Oxidation of protein
Carbohydrate and fat are the preferred fuel substrates. However, the amino acids that compose proteins are also used under some circumstances, especially when fasted. Even so, they do not account for more than 5-10% of the total energy expended and it is hard to assess the rate of protein metabolism. For this reason, estimates of total energy expenditure ignore protein metabolism.
Anyway, when using amino acids as an energy source, some of them can be converted to glucose and some others can be converted into various intermediates of oxidative metabolism to enter the oxidative process.
It is important to point out that whereas some of the released nitrogen is used to form new amino acids, the remaining nitrogen cannot be oxidized by the body and it is converted into urea and then excreted in the urine. This conversion requires the use of ATP, so some energy is spent in this process.

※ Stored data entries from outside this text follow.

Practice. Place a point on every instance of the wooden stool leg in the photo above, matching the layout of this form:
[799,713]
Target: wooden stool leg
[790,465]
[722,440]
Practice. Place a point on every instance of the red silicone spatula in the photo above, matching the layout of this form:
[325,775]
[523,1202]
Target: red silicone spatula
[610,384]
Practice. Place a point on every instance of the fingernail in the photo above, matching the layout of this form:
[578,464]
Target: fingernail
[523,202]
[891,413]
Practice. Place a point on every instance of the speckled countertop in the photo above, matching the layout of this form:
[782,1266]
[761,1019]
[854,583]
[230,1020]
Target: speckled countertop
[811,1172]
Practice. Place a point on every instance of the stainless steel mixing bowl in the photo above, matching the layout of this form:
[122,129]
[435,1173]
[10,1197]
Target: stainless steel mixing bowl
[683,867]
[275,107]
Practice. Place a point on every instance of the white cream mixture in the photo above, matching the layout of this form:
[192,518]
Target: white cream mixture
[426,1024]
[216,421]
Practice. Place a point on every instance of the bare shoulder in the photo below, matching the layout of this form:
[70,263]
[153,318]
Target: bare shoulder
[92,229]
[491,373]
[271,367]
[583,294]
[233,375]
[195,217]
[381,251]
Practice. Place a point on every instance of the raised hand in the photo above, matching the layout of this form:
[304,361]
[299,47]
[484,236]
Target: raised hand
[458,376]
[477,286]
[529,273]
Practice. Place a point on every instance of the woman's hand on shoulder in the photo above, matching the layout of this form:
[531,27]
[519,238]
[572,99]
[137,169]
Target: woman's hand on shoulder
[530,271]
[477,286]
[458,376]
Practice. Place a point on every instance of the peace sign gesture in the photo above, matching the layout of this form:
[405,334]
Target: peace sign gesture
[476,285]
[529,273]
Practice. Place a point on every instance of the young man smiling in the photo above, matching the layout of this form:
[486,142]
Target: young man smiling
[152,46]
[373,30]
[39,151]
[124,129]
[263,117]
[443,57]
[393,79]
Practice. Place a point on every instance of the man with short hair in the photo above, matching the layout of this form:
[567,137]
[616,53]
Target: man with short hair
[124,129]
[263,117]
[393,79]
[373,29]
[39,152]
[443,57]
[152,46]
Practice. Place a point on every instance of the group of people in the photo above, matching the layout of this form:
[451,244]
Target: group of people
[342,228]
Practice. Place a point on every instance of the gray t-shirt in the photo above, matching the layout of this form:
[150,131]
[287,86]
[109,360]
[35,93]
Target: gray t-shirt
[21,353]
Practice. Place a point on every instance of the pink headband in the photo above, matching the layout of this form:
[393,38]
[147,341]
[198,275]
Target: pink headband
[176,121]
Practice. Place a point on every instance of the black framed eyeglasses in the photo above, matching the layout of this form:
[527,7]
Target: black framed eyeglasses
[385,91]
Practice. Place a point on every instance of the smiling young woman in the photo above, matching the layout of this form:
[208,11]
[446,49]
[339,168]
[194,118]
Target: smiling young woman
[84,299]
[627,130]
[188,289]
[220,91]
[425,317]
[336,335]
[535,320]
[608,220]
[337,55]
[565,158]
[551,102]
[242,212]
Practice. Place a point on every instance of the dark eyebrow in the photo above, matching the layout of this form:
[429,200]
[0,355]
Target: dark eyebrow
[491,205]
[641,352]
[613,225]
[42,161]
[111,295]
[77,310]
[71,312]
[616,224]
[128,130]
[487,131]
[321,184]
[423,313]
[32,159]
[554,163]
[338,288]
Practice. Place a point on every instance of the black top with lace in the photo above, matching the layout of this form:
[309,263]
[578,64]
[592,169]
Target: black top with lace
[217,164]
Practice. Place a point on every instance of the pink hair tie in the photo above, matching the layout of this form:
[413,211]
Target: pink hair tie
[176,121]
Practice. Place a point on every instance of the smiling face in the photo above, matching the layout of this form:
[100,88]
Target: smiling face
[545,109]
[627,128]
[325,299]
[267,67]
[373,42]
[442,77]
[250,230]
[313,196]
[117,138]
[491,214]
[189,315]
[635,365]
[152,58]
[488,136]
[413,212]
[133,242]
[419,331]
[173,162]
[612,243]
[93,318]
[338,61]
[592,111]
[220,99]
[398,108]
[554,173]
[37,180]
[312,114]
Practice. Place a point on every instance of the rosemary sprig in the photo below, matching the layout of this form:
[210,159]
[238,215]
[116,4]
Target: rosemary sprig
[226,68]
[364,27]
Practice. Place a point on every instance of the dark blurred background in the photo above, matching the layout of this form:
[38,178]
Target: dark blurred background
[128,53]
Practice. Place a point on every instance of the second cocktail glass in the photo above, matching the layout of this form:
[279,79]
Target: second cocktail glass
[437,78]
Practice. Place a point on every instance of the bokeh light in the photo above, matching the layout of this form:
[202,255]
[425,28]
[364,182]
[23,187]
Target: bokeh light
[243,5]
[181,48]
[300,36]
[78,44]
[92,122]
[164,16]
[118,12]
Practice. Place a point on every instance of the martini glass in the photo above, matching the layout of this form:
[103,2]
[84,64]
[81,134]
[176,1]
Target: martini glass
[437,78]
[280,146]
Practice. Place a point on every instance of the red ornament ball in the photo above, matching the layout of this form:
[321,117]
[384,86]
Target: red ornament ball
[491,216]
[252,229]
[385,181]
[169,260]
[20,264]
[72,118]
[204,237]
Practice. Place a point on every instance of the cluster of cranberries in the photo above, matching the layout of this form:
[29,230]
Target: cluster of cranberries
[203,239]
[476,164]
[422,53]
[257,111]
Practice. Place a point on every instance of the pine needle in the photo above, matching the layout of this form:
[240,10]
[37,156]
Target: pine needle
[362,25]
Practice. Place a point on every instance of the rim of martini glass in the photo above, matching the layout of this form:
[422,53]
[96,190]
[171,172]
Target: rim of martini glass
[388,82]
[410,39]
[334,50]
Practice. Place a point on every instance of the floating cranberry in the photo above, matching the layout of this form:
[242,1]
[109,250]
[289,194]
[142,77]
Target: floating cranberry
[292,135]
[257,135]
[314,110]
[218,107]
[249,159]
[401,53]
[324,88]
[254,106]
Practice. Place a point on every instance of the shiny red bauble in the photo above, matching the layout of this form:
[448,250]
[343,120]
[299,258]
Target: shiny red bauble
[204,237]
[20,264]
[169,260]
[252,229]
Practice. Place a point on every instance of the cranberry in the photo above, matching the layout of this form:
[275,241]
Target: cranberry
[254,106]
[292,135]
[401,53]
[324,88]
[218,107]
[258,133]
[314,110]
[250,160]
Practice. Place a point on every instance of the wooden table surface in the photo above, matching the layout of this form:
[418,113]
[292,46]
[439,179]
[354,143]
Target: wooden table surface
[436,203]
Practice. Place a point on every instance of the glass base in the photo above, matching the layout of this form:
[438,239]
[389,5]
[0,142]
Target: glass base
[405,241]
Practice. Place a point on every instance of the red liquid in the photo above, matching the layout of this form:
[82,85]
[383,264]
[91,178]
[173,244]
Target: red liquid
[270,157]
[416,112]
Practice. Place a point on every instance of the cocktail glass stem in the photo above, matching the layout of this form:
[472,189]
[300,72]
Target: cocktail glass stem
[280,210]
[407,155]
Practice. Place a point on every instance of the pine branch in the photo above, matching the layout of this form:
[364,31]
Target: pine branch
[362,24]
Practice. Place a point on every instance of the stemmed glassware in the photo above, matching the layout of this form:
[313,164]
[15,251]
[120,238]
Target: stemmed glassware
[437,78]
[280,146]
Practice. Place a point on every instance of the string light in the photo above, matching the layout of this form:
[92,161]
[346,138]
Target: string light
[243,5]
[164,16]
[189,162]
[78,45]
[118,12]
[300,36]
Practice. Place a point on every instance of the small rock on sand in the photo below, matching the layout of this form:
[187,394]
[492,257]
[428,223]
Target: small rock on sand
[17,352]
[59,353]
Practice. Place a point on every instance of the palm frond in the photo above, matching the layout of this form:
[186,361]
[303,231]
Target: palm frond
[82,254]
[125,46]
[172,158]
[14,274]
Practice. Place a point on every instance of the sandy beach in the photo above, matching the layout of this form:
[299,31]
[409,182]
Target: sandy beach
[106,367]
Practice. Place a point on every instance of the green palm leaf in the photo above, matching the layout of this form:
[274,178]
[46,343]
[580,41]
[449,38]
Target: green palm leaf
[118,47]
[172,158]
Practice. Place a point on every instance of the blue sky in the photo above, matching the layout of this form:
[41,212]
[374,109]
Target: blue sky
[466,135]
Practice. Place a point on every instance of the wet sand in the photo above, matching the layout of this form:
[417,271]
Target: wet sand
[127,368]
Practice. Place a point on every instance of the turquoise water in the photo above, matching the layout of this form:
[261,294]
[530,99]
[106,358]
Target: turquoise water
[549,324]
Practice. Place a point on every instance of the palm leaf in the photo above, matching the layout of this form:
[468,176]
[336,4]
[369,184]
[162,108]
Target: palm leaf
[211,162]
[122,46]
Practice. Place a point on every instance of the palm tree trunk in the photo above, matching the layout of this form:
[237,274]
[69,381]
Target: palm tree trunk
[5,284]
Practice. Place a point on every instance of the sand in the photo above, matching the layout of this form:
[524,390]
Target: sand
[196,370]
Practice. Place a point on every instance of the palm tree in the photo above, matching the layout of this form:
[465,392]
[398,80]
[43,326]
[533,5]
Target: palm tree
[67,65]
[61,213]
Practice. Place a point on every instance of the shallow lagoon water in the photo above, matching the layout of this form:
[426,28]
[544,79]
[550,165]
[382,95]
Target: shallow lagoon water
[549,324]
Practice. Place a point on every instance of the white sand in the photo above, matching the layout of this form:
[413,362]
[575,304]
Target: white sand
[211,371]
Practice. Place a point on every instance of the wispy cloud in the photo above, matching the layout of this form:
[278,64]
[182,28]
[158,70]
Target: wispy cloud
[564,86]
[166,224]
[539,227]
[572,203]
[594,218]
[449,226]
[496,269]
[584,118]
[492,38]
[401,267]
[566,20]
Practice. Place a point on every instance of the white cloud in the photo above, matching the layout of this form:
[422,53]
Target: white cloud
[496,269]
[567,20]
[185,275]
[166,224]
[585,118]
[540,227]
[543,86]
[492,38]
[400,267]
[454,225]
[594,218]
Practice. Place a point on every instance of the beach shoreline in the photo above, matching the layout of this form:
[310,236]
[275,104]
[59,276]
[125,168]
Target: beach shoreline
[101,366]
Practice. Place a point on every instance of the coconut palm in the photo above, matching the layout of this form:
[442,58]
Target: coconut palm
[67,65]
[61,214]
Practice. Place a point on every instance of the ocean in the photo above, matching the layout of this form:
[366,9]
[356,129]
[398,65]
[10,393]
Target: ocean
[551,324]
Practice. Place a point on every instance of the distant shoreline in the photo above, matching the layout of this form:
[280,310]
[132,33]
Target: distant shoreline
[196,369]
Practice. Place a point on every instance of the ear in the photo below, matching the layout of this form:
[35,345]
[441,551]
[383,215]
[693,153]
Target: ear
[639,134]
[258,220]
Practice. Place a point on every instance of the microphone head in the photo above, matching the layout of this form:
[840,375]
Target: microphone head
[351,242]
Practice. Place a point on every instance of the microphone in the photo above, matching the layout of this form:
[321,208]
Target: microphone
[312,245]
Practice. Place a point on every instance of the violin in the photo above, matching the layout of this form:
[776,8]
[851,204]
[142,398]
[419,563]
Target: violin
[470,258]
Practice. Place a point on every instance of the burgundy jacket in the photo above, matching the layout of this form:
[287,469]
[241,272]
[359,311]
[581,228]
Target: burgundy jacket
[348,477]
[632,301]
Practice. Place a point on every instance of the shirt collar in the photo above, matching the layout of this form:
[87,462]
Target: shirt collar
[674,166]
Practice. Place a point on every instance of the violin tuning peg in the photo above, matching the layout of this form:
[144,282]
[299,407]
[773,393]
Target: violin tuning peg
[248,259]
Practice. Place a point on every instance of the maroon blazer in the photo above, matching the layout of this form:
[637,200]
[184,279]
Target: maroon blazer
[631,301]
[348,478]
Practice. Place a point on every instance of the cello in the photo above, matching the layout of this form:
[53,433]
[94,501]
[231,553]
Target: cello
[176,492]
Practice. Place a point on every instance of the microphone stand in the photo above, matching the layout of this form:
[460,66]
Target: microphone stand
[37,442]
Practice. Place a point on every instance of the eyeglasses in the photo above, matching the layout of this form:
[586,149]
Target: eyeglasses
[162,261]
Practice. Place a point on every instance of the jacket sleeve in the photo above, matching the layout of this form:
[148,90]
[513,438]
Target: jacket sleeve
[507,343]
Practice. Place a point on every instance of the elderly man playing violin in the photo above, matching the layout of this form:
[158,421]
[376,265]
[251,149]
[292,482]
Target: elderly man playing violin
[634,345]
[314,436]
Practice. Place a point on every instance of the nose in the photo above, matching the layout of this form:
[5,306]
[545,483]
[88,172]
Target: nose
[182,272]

Interaction among energy systems
The three systems do not work independently of one another, and no activity is 100% supported by a single energy system. From the shortest sprints (less than 10 seconds) to endurance events, each of the energy systems is contributing to the total energy needs of the body, although one of them predominates under a certain situation.
As you probably noticed, there is a reciprocal relation among the energy systems with respect to power and capacity. The phosphagen system can provide energy at an incredible fast rate but has a very low capacity for energy production. Thus, it supports exercise that is intense but of very short duration. By contrast, fat oxidation takes longer to gear up and produces energy at a slower rate; even so, the amount of energy it can produce is almost unlimited.
Our body contains different systems of energy production to adjust the rate at which ATP is synthesized so that its consumption is matched to its production. Through the breakdown of phosphocreatine, the phosphagen system manages to compensate for the extremely high ATP demands during all-out sprints lasting less than 15 seconds. The glycolytic system, through the breakdown of glucose to pyruvate and lactate, reaches an ATP production rate that supports high-intensity exercise during less than 2 minutes. Finally, our body can completely oxidize glucose and fatty acids through the oxidative system to supply energy during longer yet less intense events.
Although only the latter energy system requires oxygen, the regeneration of the phosphagen and the glycolytic system also depend on the oxidative system. This is why I believe that the classic terminology of the energy systems on the oxygen requirement (anaerobic alactic, anaerobic lactic, and aerobic system) is out of date and the previously mentioned should replace it.
- Brooks, George A. 2012. “Bioenergetics of Exercising Humans.” Comprehensive Physiology 2 (1): 537–62.
- Baker, Julien S., Marie Clare McCormick, and Robert A. Robergs. 2010. “Interaction among Skeletal Muscle Metabolic Energy Systems during Intense Exercise.” Journal of Nutrition and Metabolism 2010
- Kenny, W. Larry, Jack H. Wilmore, and David L. Costill. 2012. “Fuel for Exercise: Bioenergetics and Muscle Metabolism.” In Physiology of Sport and Exercise2, 5th ed., 54–64. Champaign: Human Kinetics Publishers.